Baronne, poète, romancier, peintre… Hélène d’Oettingen a passé sa vie à changer d'identité au gré de ses envies. Son rapport aux hommes, à la sexualité, à son corps et aux vêtements ont fait d'elle une pionnière au siècle dernier. Thomas Snégaroff raconte la vie de cette femme oubliée.
Transcription
00:00Mon arrière-grand-père était imprimeur d'art à Paris, à Montparnasse.
00:04Il est mort à la fin des années 1950.
00:07Et quand mon grand-père, donc son fils, est mort en 2005,
00:10j'ai hérité du bureau d'imprimeur de mon arrière-grand-père.
00:13Et dans ce bureau, il y avait un tiroir qui ne s'ouvrait pas.
00:17Et au début du roman, j'en raconte qu'un jour je parviens à ouvrir ce tiroir.

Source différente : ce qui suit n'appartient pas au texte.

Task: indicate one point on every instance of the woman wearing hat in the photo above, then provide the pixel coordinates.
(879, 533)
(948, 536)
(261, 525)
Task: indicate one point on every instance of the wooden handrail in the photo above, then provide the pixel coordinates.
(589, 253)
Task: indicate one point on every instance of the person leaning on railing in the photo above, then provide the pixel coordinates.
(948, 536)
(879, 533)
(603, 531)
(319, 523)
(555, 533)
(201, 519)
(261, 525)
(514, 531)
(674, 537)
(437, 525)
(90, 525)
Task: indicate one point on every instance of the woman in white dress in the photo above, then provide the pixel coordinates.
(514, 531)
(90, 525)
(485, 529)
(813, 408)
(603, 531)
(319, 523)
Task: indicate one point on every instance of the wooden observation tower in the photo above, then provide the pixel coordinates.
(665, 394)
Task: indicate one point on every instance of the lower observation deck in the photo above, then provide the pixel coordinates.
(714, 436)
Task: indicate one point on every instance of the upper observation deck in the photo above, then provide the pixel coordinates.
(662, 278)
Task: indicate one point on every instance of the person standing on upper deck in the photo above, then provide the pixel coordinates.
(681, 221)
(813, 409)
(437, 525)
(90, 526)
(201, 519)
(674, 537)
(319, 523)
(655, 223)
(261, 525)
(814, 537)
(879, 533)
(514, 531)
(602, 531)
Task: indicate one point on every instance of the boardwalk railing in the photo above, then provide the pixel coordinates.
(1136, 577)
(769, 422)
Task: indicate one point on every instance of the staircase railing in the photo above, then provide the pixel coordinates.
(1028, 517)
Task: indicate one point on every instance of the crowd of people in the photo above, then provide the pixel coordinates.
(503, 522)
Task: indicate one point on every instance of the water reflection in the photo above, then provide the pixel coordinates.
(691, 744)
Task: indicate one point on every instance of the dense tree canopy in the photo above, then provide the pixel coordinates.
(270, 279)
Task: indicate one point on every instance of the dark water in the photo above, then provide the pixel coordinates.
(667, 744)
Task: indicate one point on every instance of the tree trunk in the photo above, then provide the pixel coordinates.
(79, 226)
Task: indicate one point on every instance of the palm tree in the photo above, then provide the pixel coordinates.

00:21Et dans ce tiroir, il y a trois choses.
00:23Il y a un document d'imprimeur, sans beaucoup d'intérêt.
00:26Il y a un manuscrit.
00:27Il y a une pochette.
00:28Une pochette dans laquelle il y a trois portraits.
00:31Je reconnais deux portraits de mon arrière-grand-père.
00:34Et il y a un autre portrait de femme.
00:35Et au bas de ces trois portraits, la même signature.
00:38Je vais appeler un expert en art qui me dit, mais c'est bien simple,
00:41c'est François Angibou, jamais entendu parler,
00:45qui est en fait le nom d'artiste peintre de la baronne de Tingen.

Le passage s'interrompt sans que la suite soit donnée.